The mixed ownership is indeed a design "flaw" but it comes from the fact that GDI was initially 100% userspace (in win NT). FWIW GDI has been superseded by D2D which has a better design.
GDI dates back to the very first version of Windows, which was capable of running on the 8088 CPU in real mode. The concept of "userspace" was pretty weak, since the CPU didn't support protected mode. GDI obviously ran with full CPU privileges and was built-in to Windows, so "initially 100% userspace" doesn't make very much sense unless you only count MS-DOS as being non-userspace.
This is very much specific to NT's implementation. Originally they did the right thing and put it in userspace. Performance made them rethink that in NT 4. The NT story is most relevant since the vulnerable version in this story is a descendent of NT not of the DOS/Win 9X lineage. Windows NT is a from scratch rewrite.

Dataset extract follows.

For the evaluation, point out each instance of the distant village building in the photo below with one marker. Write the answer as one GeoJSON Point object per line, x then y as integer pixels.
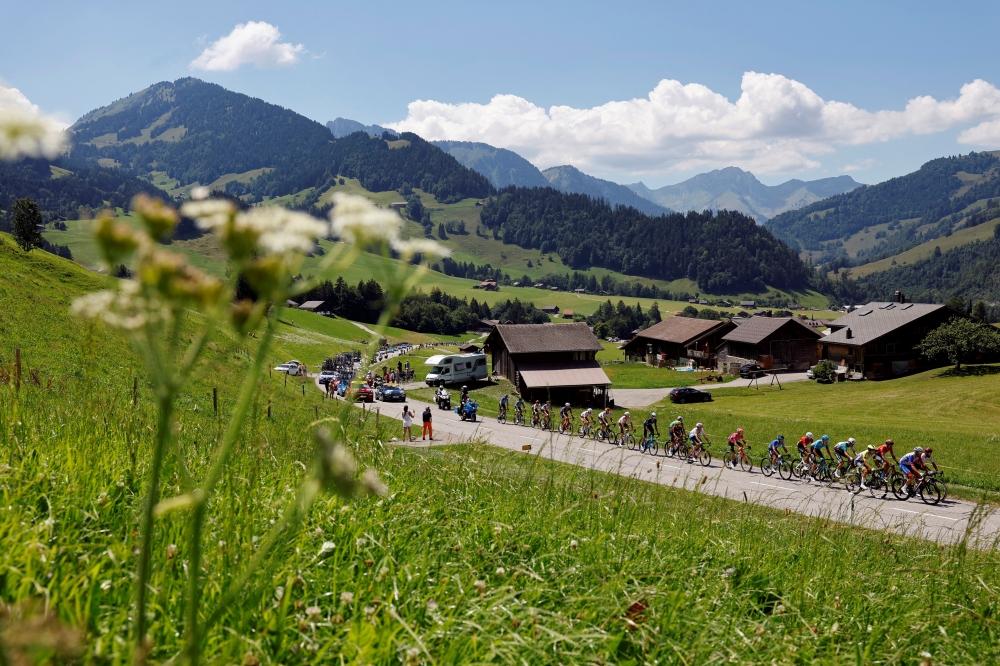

You are correct GDI as an interface predates NT and protected mode in general, but the codebase used in NT is a different implementation.
Couldn't figure out what "operation wizardopium" is. Google simply points back to this article or other reflections of it. Can anyone clue me in please?

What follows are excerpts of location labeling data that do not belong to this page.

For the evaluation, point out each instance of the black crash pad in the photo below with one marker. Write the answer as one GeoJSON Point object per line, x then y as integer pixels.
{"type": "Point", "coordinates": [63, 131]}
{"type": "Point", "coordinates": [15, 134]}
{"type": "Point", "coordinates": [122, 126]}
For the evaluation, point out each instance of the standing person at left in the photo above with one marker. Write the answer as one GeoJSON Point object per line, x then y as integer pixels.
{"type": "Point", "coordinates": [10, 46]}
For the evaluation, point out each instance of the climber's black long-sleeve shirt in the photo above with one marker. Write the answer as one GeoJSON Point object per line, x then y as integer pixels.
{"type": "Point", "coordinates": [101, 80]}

To me it feels like Windows Task Scheduler is often exploited by malware. It seems it's too easy to add something here once you manage to get remote execution.
It's not. The first paragraph mentions an earlier discovered exploit for Chrome, and the rest is about a Windows 0-day that was also used in the same attack.

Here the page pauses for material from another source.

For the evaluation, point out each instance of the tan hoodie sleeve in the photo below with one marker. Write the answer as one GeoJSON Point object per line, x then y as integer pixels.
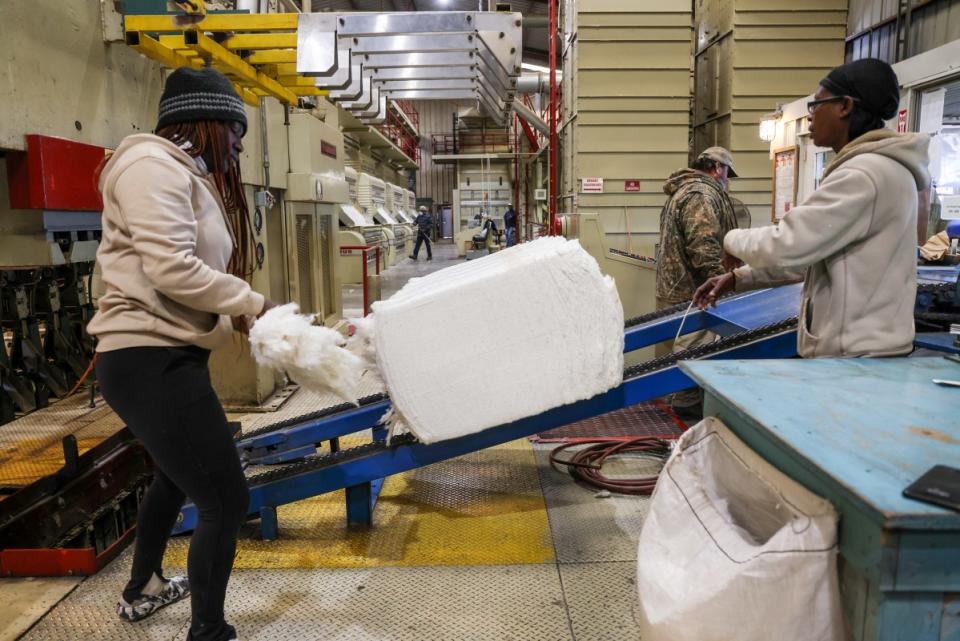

C'mon - a super interesting technical article on how an exploit gets an arbitrary kernel read/write primitive... and you have to take it down because of an "awkward phrase" in the first paragraph? What's the point of such a comment?
It was a legitimate question about the use of language. You are correct it was an interesting article; someone clearly spent a lot of time and effort writing it. Which is why I thought it was strange that it started put so awkwardly and was curious if there was more to the phrase than I realized.
Yes, by detecting the damage it has caused after the fact. It's the difference between "we have that missile on radar" and "we know we were hit by a missile because we are dead."
Successful detection would follow a probing routine. The opposite, or rather other outcome of the probing routing would be No Detection Was Made. It is a reflection of the outcome of the probing routine I"d say.
https://www.bleepingcomputer.com/news/security/windows-chrom...
"Last month, Kaspersky revealed that they discovered a zero-day Google Chrome vulnerability that was actively being used in online attacks called Operation WizardOpium.
The attackers had hacked a Korean-language news site and injected a JavaScript tag into the site that would execute malicious scripts in the visitor's browser."